Stover at Yale by Owen Johnson

Stover at Yale by Owen Johnson

Author:Owen Johnson [Johnson, Owen]
Language: eng
Format: epub
Publisher: DigiCat
Published: 2022-09-04T00:00:00+00:00


And around he did go, not once, but several times. The first little antagonism between them gradually wore away, and yet he was aware of a certain defensive attitude in her, a judgment that was reserved; and as, by the perfected averaging system of college, he had lost in one short year all the originality and imagination he had brought with him, he was quite at a loss to understand what she found lacking in so important and successful a personage as Mr. John Humperdink Stover.

Naturally, he felt that he was in love. This extraordinary passion came to him in the most sudden and convincing manner. He corresponded, with much physical and mental agony, with what is called a dashing brunette, with whom he had danced eleven dances out of a possible sixteen on the occasion of a house-party in the Christmas vacation, on the strength of which they had exchanged photographs and simulated a confidential correspondence. He had done this because he had plainly perceived it was the thing for a man to do, as one watches the crease in the trousers or exposes a vest a little more daring than the rest. It gave him a sort of reputation among lady-killers that was not distasteful. At Easter he had annexed a blonde, who wrote effusive rolling scrawls and used a noticeable crest. He had done this, likewise, because he wished to be known as a destructive force, as one who rather allowed himself to be loved. But he found the manual labor too taxing. He was cruel and abrupt to the blonde, but he consoled himself by saying to himself that he had restored to the little girl her peace of mind.
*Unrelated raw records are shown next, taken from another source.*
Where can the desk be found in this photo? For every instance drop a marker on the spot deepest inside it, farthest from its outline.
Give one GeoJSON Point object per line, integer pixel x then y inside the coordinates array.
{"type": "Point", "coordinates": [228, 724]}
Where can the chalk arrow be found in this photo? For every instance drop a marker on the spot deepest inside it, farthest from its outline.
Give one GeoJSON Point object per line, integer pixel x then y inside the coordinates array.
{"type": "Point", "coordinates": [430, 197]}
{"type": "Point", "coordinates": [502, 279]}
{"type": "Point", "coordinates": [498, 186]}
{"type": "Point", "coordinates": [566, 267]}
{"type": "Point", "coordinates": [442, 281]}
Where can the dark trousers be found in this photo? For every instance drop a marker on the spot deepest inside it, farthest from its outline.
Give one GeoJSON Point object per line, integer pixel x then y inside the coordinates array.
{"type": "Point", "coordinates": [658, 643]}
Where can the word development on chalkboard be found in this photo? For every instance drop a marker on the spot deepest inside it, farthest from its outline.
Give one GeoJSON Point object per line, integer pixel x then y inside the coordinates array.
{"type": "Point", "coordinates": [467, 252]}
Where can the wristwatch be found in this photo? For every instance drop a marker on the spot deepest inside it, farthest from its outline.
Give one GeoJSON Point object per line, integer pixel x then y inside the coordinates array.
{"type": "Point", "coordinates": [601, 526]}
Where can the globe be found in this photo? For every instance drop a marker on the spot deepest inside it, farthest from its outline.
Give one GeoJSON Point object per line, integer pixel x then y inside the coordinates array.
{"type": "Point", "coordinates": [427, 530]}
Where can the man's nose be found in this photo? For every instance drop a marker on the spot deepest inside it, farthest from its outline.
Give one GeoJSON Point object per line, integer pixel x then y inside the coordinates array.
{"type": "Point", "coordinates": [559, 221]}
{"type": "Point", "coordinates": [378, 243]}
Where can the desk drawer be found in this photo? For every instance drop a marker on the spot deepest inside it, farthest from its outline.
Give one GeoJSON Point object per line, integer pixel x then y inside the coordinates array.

On Sunday evening, then, according to tacit agreement, after a pipe had been smoked and the fifth Sunday newspaper had been searched for the third time, McCarthy stretched himself like a cat and said:

"Well, I guess I'll dash off a few heart-throbs to the dear little things."

"That reminds me," said Stover, with an obvious loudness. He took out the last heliotrope envelop and read over the contents which had pleased him so much on the preceding Tuesday. Somehow, it had a different ring—a little too flippant, too facile.

"What the deuce am I going to write her?" he said, inciting his hair to rebellion. He cleaned the pen, and then the ink-well, and wrote on the envelop:

Miss Anita Laurence

It was a name that had particularly attracted him, it was so Spanish and suggestive of serenades. He wrote again at the top of the page:

"Dear Anita."

Then he stopped.

"What the deuce can I say now?" he repeated crossly.

"By George, I've only seen her five times. What is there to say?"

He rose, went to his bureau, and took up the photograph of honor and looked at it long. It was a pretty face, but the ears were rather large. Then he went back, and, tearing up what he had written, closed his desk.

"Hello," said McCarthy, who was in difficulties. "Aren't you going to write Anita?"

"I wrote her last night," said Stover with justifiable mendacity.